NEW YORK—The long-running effort by teaching assistants and graduate assistants at Columbia University to unionize with the Auto Workers is headed for the courts, thanks to the university’s administration. And the TAs and RAs themselves are headed for the streets, with a mass protest in front of the university’s iconic Low Library at noon on Feb. 1.
That’s because the university management announced two days before it would refuse to bargain with Auto Workers Local 2110, which the TAs and RAs overwhelmingly voted for months before – and that it would sue in federal court to overturn the National Labor Relations Board’s certification of the union.
The Columbia unionization drive is important, not just for the underpaid, overworked TAs and RAs, who shoulder the bulk of the course-teaching load despite low pay, lack of tenure and few benefits.
It’s also important for unions seeking to organize TAs and RAs at private universities nationally. The NLRB’s 3-person Democratic majority OKd such organizing drives in mid-2016, ruling the grad student TAs and RAs are “employees” organizable under labor law, not “students” unprotected by it.
In the last eight years, UAW alone has organized 20,000 TAs and RAs nationwide, and other unions, including the Teachers, have organized thousands more.

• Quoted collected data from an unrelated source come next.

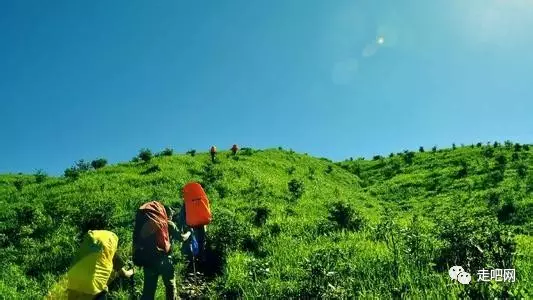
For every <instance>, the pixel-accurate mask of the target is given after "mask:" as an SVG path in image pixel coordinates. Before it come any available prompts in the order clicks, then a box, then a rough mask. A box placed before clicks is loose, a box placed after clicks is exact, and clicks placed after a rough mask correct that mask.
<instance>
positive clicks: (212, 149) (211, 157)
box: [209, 146, 217, 162]
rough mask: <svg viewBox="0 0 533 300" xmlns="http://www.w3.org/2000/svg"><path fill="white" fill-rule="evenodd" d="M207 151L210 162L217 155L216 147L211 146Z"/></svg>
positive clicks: (213, 146)
mask: <svg viewBox="0 0 533 300" xmlns="http://www.w3.org/2000/svg"><path fill="white" fill-rule="evenodd" d="M209 152H210V153H211V162H215V156H216V155H217V147H215V146H211V150H210V151H209Z"/></svg>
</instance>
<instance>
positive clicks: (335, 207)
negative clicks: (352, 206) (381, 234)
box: [328, 201, 365, 230]
mask: <svg viewBox="0 0 533 300" xmlns="http://www.w3.org/2000/svg"><path fill="white" fill-rule="evenodd" d="M328 213H329V216H328V220H329V221H330V222H333V223H334V224H335V227H336V228H337V229H347V230H360V229H362V228H363V226H364V224H365V220H364V218H363V216H362V215H361V213H359V212H357V211H356V210H355V209H354V208H353V207H352V206H351V205H350V204H349V203H347V202H345V201H336V202H334V203H333V205H332V206H331V207H330V208H329V209H328Z"/></svg>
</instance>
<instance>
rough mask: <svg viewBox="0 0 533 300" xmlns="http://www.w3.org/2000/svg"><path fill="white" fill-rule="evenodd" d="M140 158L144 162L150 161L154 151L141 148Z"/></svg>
mask: <svg viewBox="0 0 533 300" xmlns="http://www.w3.org/2000/svg"><path fill="white" fill-rule="evenodd" d="M139 159H140V160H142V161H143V162H149V161H150V160H151V159H152V151H150V149H146V148H144V149H141V150H140V151H139Z"/></svg>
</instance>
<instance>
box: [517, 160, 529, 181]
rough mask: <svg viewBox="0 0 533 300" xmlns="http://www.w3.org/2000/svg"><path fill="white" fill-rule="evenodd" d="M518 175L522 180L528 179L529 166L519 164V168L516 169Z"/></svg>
mask: <svg viewBox="0 0 533 300" xmlns="http://www.w3.org/2000/svg"><path fill="white" fill-rule="evenodd" d="M516 174H518V176H519V177H520V178H526V176H527V165H526V164H525V163H520V164H518V166H517V167H516Z"/></svg>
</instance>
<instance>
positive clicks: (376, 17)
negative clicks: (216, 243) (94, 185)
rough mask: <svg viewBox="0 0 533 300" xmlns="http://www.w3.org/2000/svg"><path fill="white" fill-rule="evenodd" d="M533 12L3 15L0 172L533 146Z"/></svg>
mask: <svg viewBox="0 0 533 300" xmlns="http://www.w3.org/2000/svg"><path fill="white" fill-rule="evenodd" d="M531 28H533V2H531V1H528V0H506V1H504V0H496V1H495V0H469V1H465V0H446V1H444V0H442V1H427V0H423V1H422V0H421V1H396V0H394V1H392V0H391V1H370V0H367V1H340V0H336V1H325V0H321V1H315V0H294V1H287V0H268V1H249V0H229V1H201V0H195V1H181V0H172V1H155V2H154V1H131V0H128V1H119V0H114V1H108V0H105V1H100V0H96V1H71V0H68V1H66V0H65V1H37V0H35V1H26V0H20V1H1V2H0V104H1V106H0V107H1V109H0V136H1V140H2V144H1V147H0V172H3V173H4V172H34V171H35V170H36V169H44V170H45V171H47V172H48V173H50V174H61V173H62V171H63V170H64V169H65V168H67V167H69V166H70V165H72V164H73V162H74V161H75V160H78V159H82V158H83V159H86V160H91V159H94V158H97V157H105V158H107V159H108V160H109V161H110V162H111V163H116V162H120V161H126V160H129V159H131V158H132V157H133V156H135V155H136V154H137V153H138V150H139V149H140V148H143V147H147V148H150V149H152V150H154V151H159V150H161V149H162V148H164V147H172V148H174V149H175V150H176V151H178V152H184V151H186V150H189V149H197V150H198V151H200V150H204V151H205V150H208V148H209V147H210V145H212V144H215V145H217V146H218V148H219V149H220V148H229V147H230V146H231V145H232V144H233V143H237V144H239V145H241V146H251V147H257V148H266V147H277V146H283V147H285V148H293V149H294V150H296V151H299V152H308V153H309V154H311V155H315V156H324V157H329V158H331V159H334V160H342V159H345V158H347V157H350V156H353V157H358V156H366V157H368V156H372V155H374V154H388V153H390V152H399V151H402V150H404V149H417V148H418V146H420V145H423V146H425V147H431V146H433V145H438V146H442V147H444V146H446V147H449V146H450V145H451V144H452V143H453V142H455V143H457V144H460V143H465V144H470V143H472V142H478V141H483V142H487V141H494V140H500V141H503V140H506V139H510V140H513V141H517V142H523V143H527V142H532V141H533V54H532V53H533V35H532V34H531V32H530V30H531Z"/></svg>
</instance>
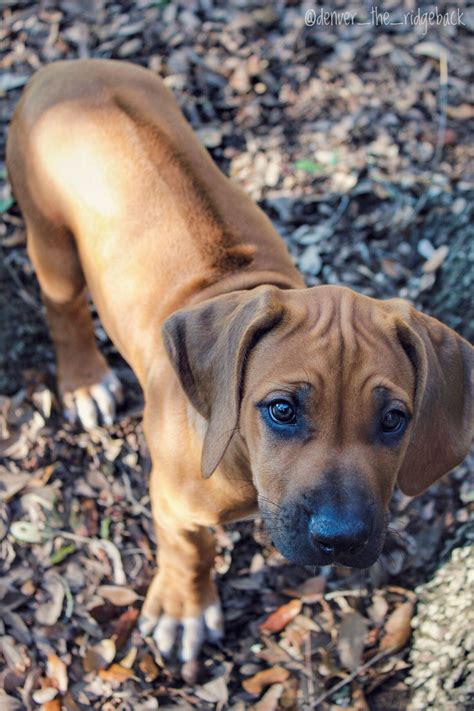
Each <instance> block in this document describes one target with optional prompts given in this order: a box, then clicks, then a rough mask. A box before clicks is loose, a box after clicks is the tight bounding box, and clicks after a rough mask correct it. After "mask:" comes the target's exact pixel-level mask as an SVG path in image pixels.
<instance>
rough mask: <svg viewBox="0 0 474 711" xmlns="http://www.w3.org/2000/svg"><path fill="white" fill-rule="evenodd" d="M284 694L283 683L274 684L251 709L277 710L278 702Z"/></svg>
mask: <svg viewBox="0 0 474 711" xmlns="http://www.w3.org/2000/svg"><path fill="white" fill-rule="evenodd" d="M282 694H283V684H274V685H273V686H271V687H270V688H269V689H268V691H267V692H266V693H265V694H264V695H263V696H262V698H261V699H260V701H258V702H257V703H256V704H254V705H253V706H251V707H250V708H251V711H277V709H278V702H279V700H280V697H281V695H282Z"/></svg>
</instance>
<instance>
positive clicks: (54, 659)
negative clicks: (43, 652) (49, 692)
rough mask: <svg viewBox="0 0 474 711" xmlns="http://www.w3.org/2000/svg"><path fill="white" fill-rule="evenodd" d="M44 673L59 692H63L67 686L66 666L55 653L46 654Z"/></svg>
mask: <svg viewBox="0 0 474 711" xmlns="http://www.w3.org/2000/svg"><path fill="white" fill-rule="evenodd" d="M46 674H47V676H48V678H49V679H51V681H52V682H53V683H54V685H55V687H56V688H57V689H59V691H60V692H61V694H65V693H66V691H67V688H68V678H67V667H66V665H65V663H64V662H63V660H62V659H60V658H59V657H58V656H56V654H48V666H47V668H46Z"/></svg>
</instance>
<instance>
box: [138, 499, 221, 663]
mask: <svg viewBox="0 0 474 711" xmlns="http://www.w3.org/2000/svg"><path fill="white" fill-rule="evenodd" d="M154 509H155V511H156V514H155V529H156V533H157V539H158V572H157V573H156V574H155V577H154V578H153V581H152V583H151V585H150V588H149V590H148V593H147V596H146V599H145V603H144V605H143V609H142V616H141V620H140V629H141V631H142V634H149V633H150V632H151V631H152V630H153V629H154V632H153V636H154V638H155V641H156V643H157V646H158V648H159V650H160V652H161V654H162V655H163V656H164V657H169V656H170V655H171V653H172V650H173V647H174V646H175V643H176V642H177V641H178V635H179V634H180V633H182V638H181V647H180V650H179V656H180V659H181V660H182V661H183V662H187V661H189V660H191V659H195V658H196V657H197V656H198V654H199V651H200V648H201V646H202V644H203V642H204V641H205V639H208V640H209V641H217V640H219V639H221V637H222V635H223V617H222V611H221V607H220V603H219V598H218V595H217V590H216V587H215V584H214V581H213V579H212V571H213V566H214V557H215V542H214V536H213V534H212V533H211V532H210V531H209V529H208V528H206V527H204V526H197V525H196V526H193V525H191V524H190V525H189V526H186V527H184V526H183V524H182V523H180V522H179V521H178V520H176V519H175V518H174V517H173V516H172V515H171V514H170V512H169V511H167V506H166V502H165V501H164V500H162V501H159V502H157V504H156V506H154Z"/></svg>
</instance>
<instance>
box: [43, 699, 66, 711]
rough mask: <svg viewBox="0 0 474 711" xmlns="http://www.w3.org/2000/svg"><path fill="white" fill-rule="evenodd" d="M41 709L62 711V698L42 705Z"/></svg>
mask: <svg viewBox="0 0 474 711" xmlns="http://www.w3.org/2000/svg"><path fill="white" fill-rule="evenodd" d="M41 711H61V699H53V700H52V701H47V702H46V703H45V704H43V705H42V707H41Z"/></svg>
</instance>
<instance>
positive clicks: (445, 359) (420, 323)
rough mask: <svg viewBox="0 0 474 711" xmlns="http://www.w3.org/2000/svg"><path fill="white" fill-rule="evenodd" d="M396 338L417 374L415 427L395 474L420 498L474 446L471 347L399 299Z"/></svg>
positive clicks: (471, 360)
mask: <svg viewBox="0 0 474 711" xmlns="http://www.w3.org/2000/svg"><path fill="white" fill-rule="evenodd" d="M397 302H398V303H397V307H398V310H399V311H401V312H402V313H403V316H404V318H403V319H401V320H397V331H398V337H399V339H400V341H401V343H402V346H403V347H404V349H405V351H406V353H407V355H408V357H409V358H410V360H411V361H412V363H413V365H414V368H415V374H416V393H415V411H414V423H413V428H412V432H411V439H410V442H409V444H408V448H407V451H406V454H405V458H404V460H403V463H402V466H401V468H400V471H399V474H398V483H399V485H400V488H401V489H402V491H403V492H404V493H405V494H408V495H409V496H416V495H417V494H421V493H422V492H423V491H424V490H425V489H427V488H428V487H429V486H430V485H431V484H433V483H434V482H435V481H436V480H437V479H439V478H440V477H442V476H443V474H446V473H447V472H449V471H451V469H453V468H454V467H455V466H457V465H458V464H460V463H461V462H462V460H463V459H464V457H465V456H466V455H467V453H468V451H469V447H470V445H471V442H472V437H473V434H474V432H473V430H474V419H473V408H474V406H473V397H474V392H473V391H474V382H473V362H474V348H473V347H472V346H471V345H470V344H469V343H468V342H467V341H465V340H464V339H463V338H461V337H460V336H458V334H457V333H455V332H454V331H452V330H451V329H450V328H448V327H447V326H444V325H443V324H442V323H440V322H439V321H437V320H436V319H434V318H431V317H430V316H425V315H424V314H421V313H419V312H417V311H416V310H415V309H414V308H413V307H412V306H410V305H409V304H408V303H407V302H403V301H401V300H400V301H398V300H397Z"/></svg>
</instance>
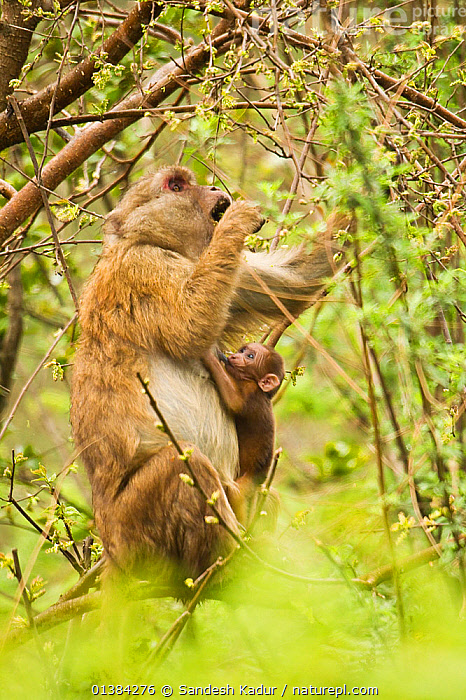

Predictably, Columbia’s decision outraged the TAs and RAs, who had voted for the union, 1,602-623, despite the university management’s long and often nasty anti-union campaign. One objective of Columbia and other universities: To stall until the GOP again achieved an NLRB majority – which could reverse the prior ruling. The board is now tied 2-2, though another GOPer was nominated.
“This is a new low for Columbia,” civil engineering RA Olga Brudastova told the union. “More than a year after we voted overwhelmingly in favor of unionization, Columbia revives its old excuses and tries to gloss over the fact that they are refusing to respect the law that has now certified our union.”
“Their communication also demonstrates how tone-deaf they are to what is going on around this campus – more than 2,000 of us just signed another petition demanding bargaining because we want to negotiate stronger recourse on sexual misconduct, among other things,” Brudastova said.
“In response, they refuse to bargain and announce that they will enhance stipends and benefits. The fact they are this out of touch with the real problems we’re facing in our workplaces is one of the main reasons we will not go away until they agree to a fair contract.”
“Columbia’s refusal to bargain with their graduate workers is outrageous. Refusing to bargain at this point is flouting the law of the land and shows total and continued disrespect for the democratic will of these workers,” said UAW regional director Julie Kushner. “Their continued delay tactics will not make this go away. These workers have made their choice clear over and over and will continue to do so, and the UAW will stand with these workers until they achieve the justice they deserve.”
“Columbia’s position isolates them in New York City, where both NYU and the New School have respected democratic votes on unionization and bargain with their graduate workers,” Local 2110 and UAW District 9A said.
Columbia Provost John Coatsworth, the university’s point man in its anti-union campaign, admitted in a campus-wide email the institution’s decision to go to court to stop the union will produce “the likelihood for disappointment and dispute in our community.”
Columbia, he added, won’t bargain “until the legal process has run its course. We remain convinced that the relationship of graduate students to the faculty that instruct them must not be reduced to ordinary terms of employment.”